Llevaban tres días saqueando la bahía de Cádiz con el habitual estilo de aquellos piratas herejes y traidores. Habían tomado Cádiz tras desarbolar el castillo de Santa Catalina y exterminar a su reducida guarnición, y luego habían ocupado Puerto Real, el Puerto de Santa María y Rota, dejando a su paso el caos, el desastre y la ruina, y sembrando el pánico en las poblaciones del litoral que aún no habían sucumbido. Habían llegado a la bahía en una monumental flota de 180 buques de guerra, anclando justo en frente de Chipiona. El objetivo era someter Cádiz y sus proximidades en nombre del Archiduque Carlos de Habsburgo en una operación que se enmarcaba dentro de la Guerra de Sucesión que éste dirimía con Felipe de Anjou, nieto del Rey Sol francés, para hacerse con la Corona de España, vacante desde la muerte sin descendencia del último austria español Carlos III. España y su colosal imperio americano era un caramelo demasiado goloso para las potencias extranjeras que ansiaban hacerse con el emporio comercial de las Indias. Gran Bretaña y Holanda no permitirían que la Francia borbónica se adjudicara el trono español y lo convirtiera en un aliado contra ellos.

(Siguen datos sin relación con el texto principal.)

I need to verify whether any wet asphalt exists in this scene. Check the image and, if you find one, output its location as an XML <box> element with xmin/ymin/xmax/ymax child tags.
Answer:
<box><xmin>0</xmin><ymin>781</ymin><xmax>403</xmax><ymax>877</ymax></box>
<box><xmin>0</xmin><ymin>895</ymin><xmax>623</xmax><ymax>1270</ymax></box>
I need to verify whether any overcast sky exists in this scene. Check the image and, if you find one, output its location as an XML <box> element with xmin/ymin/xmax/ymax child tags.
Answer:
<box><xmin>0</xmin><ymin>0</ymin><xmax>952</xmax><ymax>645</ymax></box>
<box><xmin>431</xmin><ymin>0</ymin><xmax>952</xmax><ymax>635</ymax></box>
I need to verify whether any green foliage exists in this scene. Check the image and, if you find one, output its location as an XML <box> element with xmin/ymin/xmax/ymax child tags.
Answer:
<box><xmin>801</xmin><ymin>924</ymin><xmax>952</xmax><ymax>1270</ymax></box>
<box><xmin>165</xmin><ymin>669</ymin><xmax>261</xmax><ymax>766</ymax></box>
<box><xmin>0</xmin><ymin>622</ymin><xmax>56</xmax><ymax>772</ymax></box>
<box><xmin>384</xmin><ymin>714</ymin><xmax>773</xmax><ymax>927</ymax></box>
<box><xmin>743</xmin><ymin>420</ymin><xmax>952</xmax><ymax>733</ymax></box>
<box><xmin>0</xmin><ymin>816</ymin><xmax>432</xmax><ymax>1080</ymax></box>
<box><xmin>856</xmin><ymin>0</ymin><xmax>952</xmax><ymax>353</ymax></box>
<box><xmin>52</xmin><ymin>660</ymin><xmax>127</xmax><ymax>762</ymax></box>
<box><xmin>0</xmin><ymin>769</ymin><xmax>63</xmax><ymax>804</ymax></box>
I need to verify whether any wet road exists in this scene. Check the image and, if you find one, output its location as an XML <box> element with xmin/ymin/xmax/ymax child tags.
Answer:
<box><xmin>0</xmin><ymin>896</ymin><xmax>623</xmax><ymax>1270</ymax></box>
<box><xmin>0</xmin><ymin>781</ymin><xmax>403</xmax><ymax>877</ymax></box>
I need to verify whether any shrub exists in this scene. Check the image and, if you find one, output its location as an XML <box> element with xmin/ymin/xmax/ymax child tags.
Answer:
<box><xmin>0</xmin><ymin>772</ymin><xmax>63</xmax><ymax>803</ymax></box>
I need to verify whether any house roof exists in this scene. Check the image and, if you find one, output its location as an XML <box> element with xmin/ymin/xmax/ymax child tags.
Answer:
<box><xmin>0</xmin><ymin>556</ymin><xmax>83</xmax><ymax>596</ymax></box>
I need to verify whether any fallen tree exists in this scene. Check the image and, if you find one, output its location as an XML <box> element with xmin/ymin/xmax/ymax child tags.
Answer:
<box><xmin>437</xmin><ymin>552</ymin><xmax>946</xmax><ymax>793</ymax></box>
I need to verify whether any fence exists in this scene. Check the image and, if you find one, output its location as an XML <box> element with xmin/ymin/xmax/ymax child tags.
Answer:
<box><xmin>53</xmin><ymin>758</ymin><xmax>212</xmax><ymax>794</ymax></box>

Por ello estaba el hermano Bartolomé en aquella garita aquella fría mañana de agosto. Recuperado del susto inicial, echó un rápido vistazo a la imponente flota enemiga que seguía anclada justo enfrente. Desde la playa se podían observar con todo detalle los poderosos buques de guerra ingleses. Sus estandartes, su velamen, los marineros trajinando a bordo de sus esloras. Incluso había días en los que el viento traía a la playa las voces en inglés de éstos.

El hermano Bartolomé bajó rápidamente y cruzó raudo las instalaciones del convento en busca del padre prior, y lo encontró despierto y totalmente preparado, aguzando el oído y convocando al resto de la orden en el claustro del convento.

-Están aquí, acaban de llegar a la Laguna.

-Pues hay que marcharse, y rápido. Dijo el prior Augusto, un leonés bajito y achaparrado, de mente ágil y verbo prudente. -El pueblo apenas cuenta con una mala guarnición, hay que ponerse a salvo. Partiremos a Sanlúcar de inmediato y sin demora. Reúne a los hermanos que aún sigan en sus celdas.

No tardaron mucho en reunir todo el equipaje necesario para el corto viaje que iban a realizar. La comunidad agustina que gobernaba el convento era pobre, y los hermanos apenas poseían pertenencias propias. En medio de la urgencia de la situación y la histeria colectiva provocada por la cercanía del ejército anglo-holandés, el prior y el hermano Bartolomé consiguieron mantener un mínimo orden en el grupo. Bajaron la sagrada imagen de la Virgen de Regla, imagen veneradísima y de gran reputación en el sur de España y que constituía el mayor tesoro del convento y del pueblo de Chipiona, y todos se congregaron en torno a ella, junto al viejo pozo del claustro. Como unos soldados que se apiñan en torno a su general antes de la batalla.

El padre prior se aclaró la garganta, y elevando la voz por encima de los murmullos de los nerviosos monjes, habló así:

-Hermanos, nos enfrentamos a una situación extrema y voy a ser claro: habrá que correr, y puede que mucho. 4 compañías de la armada anglicana vienen hacia aquí a buen ritmo, y puede que en este momento estén ya aquí mismo, en la Laguna, cruzándola. Ya sabemos cómo se las gastan estos herejes hijos de Lutero y enemigos de Nuestro Señor, así que no esperemos piedad.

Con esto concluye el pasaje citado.